The apparent fix is to raise the global batch so each GPU has enough to chew on. This works, and then it stops working: past the critical batch size, extra examples per step stop improving the loss per token and you are simply burning compute for a slightly cleaner gradient you did not need. Between a network you cannot make faster and a batch size you cannot usefully grow, there is a ceiling on how many GPUs one model can absorb — and the frontier keeps arriving at it.
Everything runs at the speed of the worst participant
Because the step is a barrier, the cluster's throughput is the minimum over 16,384 devices, not the mean. A GPU thermally throttling, a NIC negotiating a degraded link, one pipeline stage handed slightly more layers than the others — any of these taxes every GPU in the job. Straggler-hunting is a permanent occupation in large-scale training precisely because the distribution's left tail, not its centre, is what you are paying for.
Future Trends
The interconnect is where the money and the engineering are going, because it is where the ceiling is. The direction is visible in the hardware: NVLink domains growing from 8 GPUs to 72, and rack-scale systems sold as a single accelerator. Enlarging the fast island is the most direct way to buy back the 18×, since it lets tensor parallelism — the greediest strategy — cover more of the model before it has to cross the slow fabric.

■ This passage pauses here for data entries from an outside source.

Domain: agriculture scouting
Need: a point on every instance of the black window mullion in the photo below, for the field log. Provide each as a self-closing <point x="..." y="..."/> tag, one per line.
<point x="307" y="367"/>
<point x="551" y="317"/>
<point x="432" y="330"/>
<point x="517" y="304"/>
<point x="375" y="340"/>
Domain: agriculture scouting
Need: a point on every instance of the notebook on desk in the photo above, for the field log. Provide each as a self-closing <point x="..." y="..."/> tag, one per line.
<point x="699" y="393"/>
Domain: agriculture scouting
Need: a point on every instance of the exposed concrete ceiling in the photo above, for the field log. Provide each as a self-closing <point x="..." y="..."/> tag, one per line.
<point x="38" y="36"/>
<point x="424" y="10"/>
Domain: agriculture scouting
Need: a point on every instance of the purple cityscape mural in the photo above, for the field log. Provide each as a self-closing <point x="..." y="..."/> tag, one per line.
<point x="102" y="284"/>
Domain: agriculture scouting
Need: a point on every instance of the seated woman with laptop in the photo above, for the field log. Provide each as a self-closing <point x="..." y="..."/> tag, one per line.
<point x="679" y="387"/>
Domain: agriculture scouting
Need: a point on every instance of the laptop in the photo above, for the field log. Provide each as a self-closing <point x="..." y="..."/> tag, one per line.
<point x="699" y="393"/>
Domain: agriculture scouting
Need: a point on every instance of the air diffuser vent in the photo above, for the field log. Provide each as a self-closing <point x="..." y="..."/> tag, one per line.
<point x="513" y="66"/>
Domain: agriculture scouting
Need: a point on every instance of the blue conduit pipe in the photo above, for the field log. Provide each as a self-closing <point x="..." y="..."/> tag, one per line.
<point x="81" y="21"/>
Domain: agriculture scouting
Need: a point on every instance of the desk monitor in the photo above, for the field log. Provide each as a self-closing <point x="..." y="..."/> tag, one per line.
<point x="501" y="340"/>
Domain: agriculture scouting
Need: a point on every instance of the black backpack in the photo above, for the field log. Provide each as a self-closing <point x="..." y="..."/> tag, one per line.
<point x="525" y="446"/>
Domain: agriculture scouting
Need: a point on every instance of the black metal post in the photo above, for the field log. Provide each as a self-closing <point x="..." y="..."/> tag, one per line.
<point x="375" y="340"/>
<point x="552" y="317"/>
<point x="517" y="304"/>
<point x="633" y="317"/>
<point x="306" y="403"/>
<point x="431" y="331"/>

The other direction is to shrink the traffic rather than widen the pipe: gradient compression, FP8 collectives, and MoE architectures — which add a communication pattern of their own, routing tokens to experts on other devices, trading a cheaper matmul for a harder network problem. Reliability engineering will only grow in importance, because the failure arithmetic above scales linearly with GPU count and the clusters are not getting smaller. The 100,000-GPU run does not need better GPUs. It needs a machine that can lose one every half hour and not notice.